Le Health Data Hub abandonne Microsoft pour un cloud souverain européen
Date : 6 février 2026
Le gouvernement français a annoncé son intention de transférer le Health Data Hub, une plateforme dédiée aux données de santé, d'un hébergement chez Microsoft vers un nouvel opérateur de cloud souverain européen. Cette décision marque un tournant significatif dans la gestion des données de santé en France, en réponse aux préoccupations concernant la protection des données personnelles et la souveraineté numérique.
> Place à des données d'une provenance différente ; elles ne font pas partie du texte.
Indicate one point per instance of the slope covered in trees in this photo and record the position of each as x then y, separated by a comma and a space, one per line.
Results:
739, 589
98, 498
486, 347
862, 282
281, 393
Une procédure de sélection lancée
À partir de lundi, le gouvernement ouvrira officiellement la procédure de sélection pour choisir un nouvel hébergeur, avec l'attribution du marché prévue d'ici la fin mars 2026. Ce processus de sélection se concentrera sur des opérateurs de cloud certifiés SecNumCloud, un label qui garantit que ces fournisseurs ne sont pas soumis à des législations non-européennes, excluant ainsi les géants du cloud tels que Microsoft, Amazon Web Services et Google, qui sont soumis aux lois américaines.
Le Health Data Hub : un projet controversé
Créé en 2019, le Health Data Hub a pour objectif de centraliser l'ensemble des données de santé des Français, notamment celles détenues par l'Assurance maladie. Cette plateforme devait devenir une ressource précieuse pour les chercheurs à la recherche de données exhaustives sur de longues périodes. Cependant, le choix initial de Microsoft comme hébergeur a soulevé des inquiétudes, nuisant au décollage du projet.
Inquiétudes concernant la protection des données
Face aux risques d'intrusion des autorités américaines dans les données de santé, la Cnil, l'autorité française de protection des données, n'a jamais donné son accord pour un transfert global des données de l'Assurance maladie vers le Health Data Hub. Elle a plutôt préconisé un choix d'opérateur européen, n’accordant jusqu'à présent son feu vert qu'à des transferts de données limités dans le temps et pour des projets spécifiques, ce qui contredit l'objectif initial de créer un entrepôt de données.
La nécessité d'une solution européenne
La précédente ministre du numérique, Clara Chappaz, avait annoncé en avril 2025 l'intention du gouvernement de lancer un appel d'offres pour migrer le Health Data Hub vers un opérateur sécurisé. Parmi les opérateurs déjà qualifiés SecNumCloud, on trouve des entreprises françaises comme OVH, Cloud Temple, et Sens, ce dernier étant un opérateur soutenu par le groupe français Thales, qui utilise cependant la technologie cloud de Google.
Un avenir prometteur pour la souveraineté numérique
La transition vers un cloud souverain européen est considérée comme une étape cruciale pour renforcer la souveraineté numérique en Europe. En choisissant un hébergeur européen, le gouvernement français cherche à protéger les données de santé de ses citoyens et à éviter les risques associés aux législations extraterritoriales. Les ministres de la Santé, de la réforme de l'État et du numérique, Stéphanie Rist, David Amiel et Anne Le Henanff, ont souligné dans un communiqué commun l'importance de cette initiative : « L'attribution de ce marché interviendra fin mars 2026 ».
Conclusion
Le changement d'hébergeur du Health Data Hub vers un cloud souverain représente un tournant significatif dans la gestion des données de santé en France. Cela répond à des préoccupations croissantes concernant la protection des données et la souveraineté numérique, tout en fournissant aux chercheurs un accès sécurisé aux données nécessaires pour améliorer la santé publique.